Mise en scène: Pierre Pradinas

avec Denis Lavant, Brigitte Catillon, Thierry Gimenez, Marie Trintignant, François Monnié, Riton Liebman, Gabor Rassov, David Mandineau, Hélène Viaux, Vanzetta, Laurent Desponds, Dom Farkas, Danik Hernandez. 

 

   

Oui, ça c’est du Théâtre!....

   

 

Pierre Pradinas est un metteur en scène inspiré qui ose aborder de front le délire onirique, le baroque fantasque, l’imaginaire luxuriant!...

Au final il propose des spectacles décalés qui font se télescoper les spectateurs et les acteurs dans une jubilation incomparable: Son Néron, et par suite celui de Gabor Rassov, auteur et néanmoins acteur de ce peplum, est un schizophrène qui s’engloutit dans une paranoïa aiguë!....   

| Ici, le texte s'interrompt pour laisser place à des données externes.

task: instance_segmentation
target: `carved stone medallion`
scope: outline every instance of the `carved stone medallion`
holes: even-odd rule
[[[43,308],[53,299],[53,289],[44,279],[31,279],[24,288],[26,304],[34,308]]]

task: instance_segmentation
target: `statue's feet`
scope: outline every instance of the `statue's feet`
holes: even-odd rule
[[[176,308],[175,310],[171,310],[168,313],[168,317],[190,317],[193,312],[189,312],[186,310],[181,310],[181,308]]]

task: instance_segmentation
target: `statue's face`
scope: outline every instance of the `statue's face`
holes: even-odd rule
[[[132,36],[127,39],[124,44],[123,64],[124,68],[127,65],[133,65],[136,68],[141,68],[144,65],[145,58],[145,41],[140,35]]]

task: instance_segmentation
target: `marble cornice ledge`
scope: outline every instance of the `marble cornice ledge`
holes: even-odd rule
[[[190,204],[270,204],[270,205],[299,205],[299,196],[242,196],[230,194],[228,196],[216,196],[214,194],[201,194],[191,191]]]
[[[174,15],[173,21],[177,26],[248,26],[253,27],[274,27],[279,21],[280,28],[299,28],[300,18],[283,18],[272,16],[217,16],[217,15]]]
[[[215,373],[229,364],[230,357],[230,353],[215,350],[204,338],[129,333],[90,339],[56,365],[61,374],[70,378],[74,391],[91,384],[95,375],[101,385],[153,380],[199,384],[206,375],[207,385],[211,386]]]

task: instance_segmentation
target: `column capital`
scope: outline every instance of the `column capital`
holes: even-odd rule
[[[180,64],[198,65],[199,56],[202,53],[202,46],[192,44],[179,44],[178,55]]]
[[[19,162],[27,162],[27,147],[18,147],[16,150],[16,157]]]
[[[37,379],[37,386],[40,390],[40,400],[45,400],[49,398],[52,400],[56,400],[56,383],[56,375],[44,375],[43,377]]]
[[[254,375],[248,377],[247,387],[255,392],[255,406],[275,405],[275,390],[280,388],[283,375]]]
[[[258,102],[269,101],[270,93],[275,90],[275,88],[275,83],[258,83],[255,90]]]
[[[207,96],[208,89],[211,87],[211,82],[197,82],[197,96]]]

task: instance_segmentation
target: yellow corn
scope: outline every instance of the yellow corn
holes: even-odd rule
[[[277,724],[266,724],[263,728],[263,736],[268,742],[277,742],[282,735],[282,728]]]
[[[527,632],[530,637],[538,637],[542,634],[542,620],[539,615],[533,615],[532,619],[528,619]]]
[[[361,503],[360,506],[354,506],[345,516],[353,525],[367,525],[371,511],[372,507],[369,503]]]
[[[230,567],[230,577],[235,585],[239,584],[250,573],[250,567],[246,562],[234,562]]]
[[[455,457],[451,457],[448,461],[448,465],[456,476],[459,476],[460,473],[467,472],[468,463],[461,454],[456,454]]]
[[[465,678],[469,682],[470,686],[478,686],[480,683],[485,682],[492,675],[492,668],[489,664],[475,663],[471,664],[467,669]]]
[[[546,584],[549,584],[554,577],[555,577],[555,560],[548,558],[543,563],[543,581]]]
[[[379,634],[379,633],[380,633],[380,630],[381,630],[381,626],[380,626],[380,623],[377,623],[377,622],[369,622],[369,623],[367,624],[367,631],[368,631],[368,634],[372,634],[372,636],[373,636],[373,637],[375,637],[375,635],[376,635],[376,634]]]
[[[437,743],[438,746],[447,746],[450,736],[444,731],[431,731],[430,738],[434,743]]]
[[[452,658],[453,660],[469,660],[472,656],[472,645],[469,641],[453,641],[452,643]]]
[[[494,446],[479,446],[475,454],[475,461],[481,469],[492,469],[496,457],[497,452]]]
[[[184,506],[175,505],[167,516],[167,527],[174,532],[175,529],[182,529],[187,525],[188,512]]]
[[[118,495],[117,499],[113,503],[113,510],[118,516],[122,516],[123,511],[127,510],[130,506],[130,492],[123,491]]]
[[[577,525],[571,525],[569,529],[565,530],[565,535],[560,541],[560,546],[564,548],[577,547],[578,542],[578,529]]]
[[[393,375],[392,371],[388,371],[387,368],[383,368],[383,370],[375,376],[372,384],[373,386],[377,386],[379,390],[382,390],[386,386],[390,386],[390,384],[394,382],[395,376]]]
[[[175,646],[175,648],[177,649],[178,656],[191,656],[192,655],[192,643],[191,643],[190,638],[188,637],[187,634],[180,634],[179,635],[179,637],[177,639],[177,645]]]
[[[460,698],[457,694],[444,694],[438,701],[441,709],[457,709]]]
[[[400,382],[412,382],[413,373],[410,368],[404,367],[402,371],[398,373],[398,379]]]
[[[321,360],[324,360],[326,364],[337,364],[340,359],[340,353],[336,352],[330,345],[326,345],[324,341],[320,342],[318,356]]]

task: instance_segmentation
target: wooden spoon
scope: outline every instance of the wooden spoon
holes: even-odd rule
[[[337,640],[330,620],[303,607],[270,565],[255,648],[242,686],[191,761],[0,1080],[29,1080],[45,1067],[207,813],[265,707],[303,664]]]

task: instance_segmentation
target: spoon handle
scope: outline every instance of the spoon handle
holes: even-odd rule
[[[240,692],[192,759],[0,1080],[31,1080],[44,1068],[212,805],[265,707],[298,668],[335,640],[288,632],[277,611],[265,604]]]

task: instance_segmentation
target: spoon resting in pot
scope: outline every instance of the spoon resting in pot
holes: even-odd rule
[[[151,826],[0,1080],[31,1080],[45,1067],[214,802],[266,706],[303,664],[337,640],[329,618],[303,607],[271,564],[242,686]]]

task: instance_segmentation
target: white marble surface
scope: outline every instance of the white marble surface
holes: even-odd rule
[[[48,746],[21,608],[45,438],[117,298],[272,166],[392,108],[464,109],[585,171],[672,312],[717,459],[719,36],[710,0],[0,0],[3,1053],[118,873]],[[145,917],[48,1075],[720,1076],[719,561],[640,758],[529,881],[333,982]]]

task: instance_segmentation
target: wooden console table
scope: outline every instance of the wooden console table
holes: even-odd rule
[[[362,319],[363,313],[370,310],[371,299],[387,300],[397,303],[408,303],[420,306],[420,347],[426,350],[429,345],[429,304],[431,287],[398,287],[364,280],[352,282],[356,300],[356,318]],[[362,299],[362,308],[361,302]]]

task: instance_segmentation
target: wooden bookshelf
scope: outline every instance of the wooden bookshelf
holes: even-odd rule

Voilà pour le tableau clinique qui est synthétisé en scène par un buste de l’empereur fendu de haut en bas en son milieu. Fendu comme l’est également notre cerveau qui dans le meilleur des cas met sa zone créatrice et imaginative au service de sa zone rationnelle et logique. Néron, lui ne peut maîtriser cet équilibre souhaitable, car les dés sont pour lui pipés dès le départ: Il nous est présenté comme une victime sensible qui deviendra tyran sanguinaire par esquives successives!

Adolescent à l’âme lyrique, il devient l’instrument de conquête du pouvoir que son entourage se dispute. Renvoyant dos à dos les multiples manipulateurs dont sa mère et Sénèque sont les premiers officiants, il se fraye un chemin labyrinthique parsemés de coups fourrés tout à sa recherche d’une quiétude poètique!

L'interprétation de Denis Lavant est quasiment géniale; composant une silhouette désarticulée comme un pantin mu par une énergie frénétique, grimaçant à la manière de Charlie Chaplin, révélant une hyper-sensibilité gestuelle, ce comédien pénétrant en transe progressive et infinie, possède cet art magistral de nous donner à voir la jouissance à l’oeuvre, synchrone avec l’effroi!

       

Il commet de place en place des actes violents de plus en plus terrifiants qui le submergent lui-même d’angoisse. Ce jeu de distanciation que l’humour de l’Auteur et du metteur en scène guide à distance provoque chez le spectateur tout à la fois le recul horrifié en même temps que la complicité hilarante!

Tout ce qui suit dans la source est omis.